Now that she was halfway and starting to show in earnest, Porter knew she was going to have to start telling people. And before she told people, she would have to tell her brothers. And before she told her brothers, she would have to tell her mother. She knew that it would be unimaginable to most women not to tell their mothers that they were embarking on such an experience—she’d seen scores of adult women clutching their mothers’ hands in the waiting room at her reproductive endocrinologist’s office. But Astrid Strick wasn’t like that. She knew how to get stains out of white shirts. She could name all the plants in her garden and identify trees and birds. She could bake everything from scratch. But she did not invite intimacy the way that Porter had observed in other mothers, the kind who would let their children sleep in their bed after a bad dream or get their hair wet in a swimming pool. Astrid had always existed—both before and after her husband died—in an orderly way. She had rules, and the proper clothing for any weather, unlike Porter, who had neither. That was part of it, of course. Porter was going to let her daughter sleep in her bed every night if she wanted to. She’d chew her food and spit it into her mouth, if that was what the baby wanted. Porter was going to be as warm as an oven. That’s what she was going to tell her mother.

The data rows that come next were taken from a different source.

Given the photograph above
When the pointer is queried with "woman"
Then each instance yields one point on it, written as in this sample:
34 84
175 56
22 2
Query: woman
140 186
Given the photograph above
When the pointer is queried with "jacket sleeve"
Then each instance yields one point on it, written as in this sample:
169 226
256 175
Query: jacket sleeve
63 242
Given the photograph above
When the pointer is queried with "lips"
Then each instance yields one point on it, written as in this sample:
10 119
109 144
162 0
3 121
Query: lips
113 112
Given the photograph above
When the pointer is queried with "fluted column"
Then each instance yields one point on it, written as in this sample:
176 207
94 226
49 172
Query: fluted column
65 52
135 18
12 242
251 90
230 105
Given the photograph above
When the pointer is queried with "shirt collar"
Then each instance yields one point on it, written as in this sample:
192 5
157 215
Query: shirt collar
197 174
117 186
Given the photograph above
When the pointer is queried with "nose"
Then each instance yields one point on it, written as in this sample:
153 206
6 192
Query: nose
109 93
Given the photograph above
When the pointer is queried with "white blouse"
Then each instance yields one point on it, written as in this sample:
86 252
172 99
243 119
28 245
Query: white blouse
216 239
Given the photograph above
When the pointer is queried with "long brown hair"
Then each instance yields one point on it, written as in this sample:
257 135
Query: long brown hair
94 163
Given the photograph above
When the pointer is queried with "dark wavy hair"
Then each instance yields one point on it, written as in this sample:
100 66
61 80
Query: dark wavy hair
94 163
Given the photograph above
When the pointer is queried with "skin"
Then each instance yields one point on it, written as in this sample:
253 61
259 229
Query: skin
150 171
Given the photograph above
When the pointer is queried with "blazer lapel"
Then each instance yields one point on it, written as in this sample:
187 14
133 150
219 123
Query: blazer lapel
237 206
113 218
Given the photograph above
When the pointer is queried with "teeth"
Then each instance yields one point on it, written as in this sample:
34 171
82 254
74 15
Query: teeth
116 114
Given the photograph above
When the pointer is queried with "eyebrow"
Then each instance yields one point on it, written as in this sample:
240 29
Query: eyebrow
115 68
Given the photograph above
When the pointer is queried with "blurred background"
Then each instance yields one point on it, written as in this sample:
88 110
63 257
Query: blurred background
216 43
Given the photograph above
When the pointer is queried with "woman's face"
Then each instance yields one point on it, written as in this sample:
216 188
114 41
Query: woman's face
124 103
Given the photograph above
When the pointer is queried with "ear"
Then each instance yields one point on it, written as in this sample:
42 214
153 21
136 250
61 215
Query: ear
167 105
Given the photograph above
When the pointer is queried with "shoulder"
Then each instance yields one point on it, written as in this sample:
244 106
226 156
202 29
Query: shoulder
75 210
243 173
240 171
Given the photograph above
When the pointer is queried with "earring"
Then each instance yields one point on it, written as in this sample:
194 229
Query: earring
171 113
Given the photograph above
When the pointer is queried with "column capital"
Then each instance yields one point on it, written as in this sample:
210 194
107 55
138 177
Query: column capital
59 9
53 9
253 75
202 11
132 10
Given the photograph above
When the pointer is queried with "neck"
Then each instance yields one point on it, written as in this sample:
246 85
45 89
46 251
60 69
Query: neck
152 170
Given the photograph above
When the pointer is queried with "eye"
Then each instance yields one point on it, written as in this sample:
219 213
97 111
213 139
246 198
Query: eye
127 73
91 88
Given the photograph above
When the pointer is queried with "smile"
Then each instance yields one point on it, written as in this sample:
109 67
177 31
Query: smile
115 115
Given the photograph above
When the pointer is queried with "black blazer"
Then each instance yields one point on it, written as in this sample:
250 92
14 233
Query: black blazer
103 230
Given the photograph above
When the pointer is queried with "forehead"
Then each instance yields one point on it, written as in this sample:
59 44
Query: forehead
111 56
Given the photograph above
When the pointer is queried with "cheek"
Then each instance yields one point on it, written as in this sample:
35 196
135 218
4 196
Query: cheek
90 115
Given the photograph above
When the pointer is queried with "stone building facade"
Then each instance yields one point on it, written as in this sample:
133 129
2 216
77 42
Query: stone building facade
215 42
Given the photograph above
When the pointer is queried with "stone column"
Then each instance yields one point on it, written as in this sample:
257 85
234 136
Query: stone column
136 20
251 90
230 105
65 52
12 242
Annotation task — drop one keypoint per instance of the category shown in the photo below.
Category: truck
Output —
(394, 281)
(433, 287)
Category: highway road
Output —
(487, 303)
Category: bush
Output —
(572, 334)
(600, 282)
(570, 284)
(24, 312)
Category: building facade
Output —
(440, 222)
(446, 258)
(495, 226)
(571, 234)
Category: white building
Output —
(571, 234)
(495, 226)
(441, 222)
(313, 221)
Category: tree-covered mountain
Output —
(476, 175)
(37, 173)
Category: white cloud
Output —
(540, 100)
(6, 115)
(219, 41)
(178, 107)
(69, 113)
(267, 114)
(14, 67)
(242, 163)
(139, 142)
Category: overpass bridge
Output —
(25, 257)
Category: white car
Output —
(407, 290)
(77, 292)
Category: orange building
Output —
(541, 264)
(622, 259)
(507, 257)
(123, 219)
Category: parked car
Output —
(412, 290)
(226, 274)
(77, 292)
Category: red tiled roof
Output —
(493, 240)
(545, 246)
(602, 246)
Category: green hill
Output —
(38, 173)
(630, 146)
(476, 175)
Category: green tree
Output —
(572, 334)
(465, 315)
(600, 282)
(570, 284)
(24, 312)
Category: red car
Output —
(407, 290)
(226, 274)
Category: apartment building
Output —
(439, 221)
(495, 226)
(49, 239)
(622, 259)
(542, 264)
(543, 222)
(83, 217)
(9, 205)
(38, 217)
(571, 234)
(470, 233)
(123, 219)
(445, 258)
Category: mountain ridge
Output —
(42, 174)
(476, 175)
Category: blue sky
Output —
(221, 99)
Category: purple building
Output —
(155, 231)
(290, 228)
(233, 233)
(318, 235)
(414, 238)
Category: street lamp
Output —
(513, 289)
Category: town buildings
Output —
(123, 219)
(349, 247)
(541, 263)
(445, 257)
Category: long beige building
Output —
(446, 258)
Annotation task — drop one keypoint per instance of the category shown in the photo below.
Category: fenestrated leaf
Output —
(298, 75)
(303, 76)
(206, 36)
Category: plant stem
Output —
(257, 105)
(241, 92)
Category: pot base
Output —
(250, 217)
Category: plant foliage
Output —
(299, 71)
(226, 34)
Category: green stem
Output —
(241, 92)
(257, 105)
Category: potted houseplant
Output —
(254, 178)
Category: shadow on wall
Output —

Russell Strick had loved The Twilight Zone, and Porter thought that that was how she might have told her father—she would have asked him to imagine an episode where a baby was made in a lab and put into her body. It wasn’t fair, the way most people just got to keep both their parents, and have grandparents for their children, and cutesy nicknames. Porter was used to that unfairness—her college graduation, her brothers’ weddings, her mother’s fiftieth birthday, sixtieth birthday, all the big fucking days—but somehow that part didn’t get easier. He was still gone, and he would miss her big days, too, in addition to her brothers’. He would have been happy that she was having a baby, maybe (in some weird way, a way that they wouldn’t ever talk about out loud) even a little bit happy that he would be the primary male figure, apart from her brothers, that he, Grampa, would loom large. Gramps. Gamps. Pops. Popsy. Porter didn’t know which he would have been, which silly nickname he would have been granted by Cecelia and then called by all his grandchildren in turn. Porter had had a dream that somehow her father was also the father of her baby, through some mix of time travel and magic but with none of the troubling connotations that such a thing would have in real life—in her dream, it was like her father was somehow her grandfather and her father and her child’s father all at once, an ageless ghost, and the women in the family did all the work. It was like a Brad Pitt movie that would make you cry even though it got terrible reviews.

Porter stepped over the lip of the bathtub and wrapped herself in a towel. She wiped at the mirror with her hand, clearing a space large enough to see her reflection.

“You’re a grown-up,” she said to herself. “You’re a grown-ass woman, with a growing-ass baby inside her. You are an adult. It’s your life.” Porter turned to the side and cupped her hand beneath her belly. “Hey, you. I’m your mom, and I swear to god, everything is going to be okay. I am ninety-five percent sure that everything is going to be okay. At least seventy percent. I swear. Fuck.”

She would tell her mother today. Or tomorrow. At the very latest, she would tell her mother tomorrow.





Chapter 4





Unaccompanied Minor



It was only four stops on the train—Yonkers, Croton, Poughkeepsie, Clapham. Cecelia had a window seat but kept her nose in her book. The conductor had given her a special bracelet that read UNACCOMPANIED but might as well have read ABANDONED FOUNDLING, PLEASE TAKE ME HOME AND MAKE ME A SANDWICH. All the mothers on the train—Cecelia could tell which ones they were, even though only a few of them actually had children with them—gave her pitying looks and asked her pointless questions, like “Sure is pretty out there, isn’t it?” to which she would smile and offer an affirmative nod. Fathers either knew better than to speak to an adolescent girl they didn’t know or were better able to shut off the part of their brain that noticed children not their own.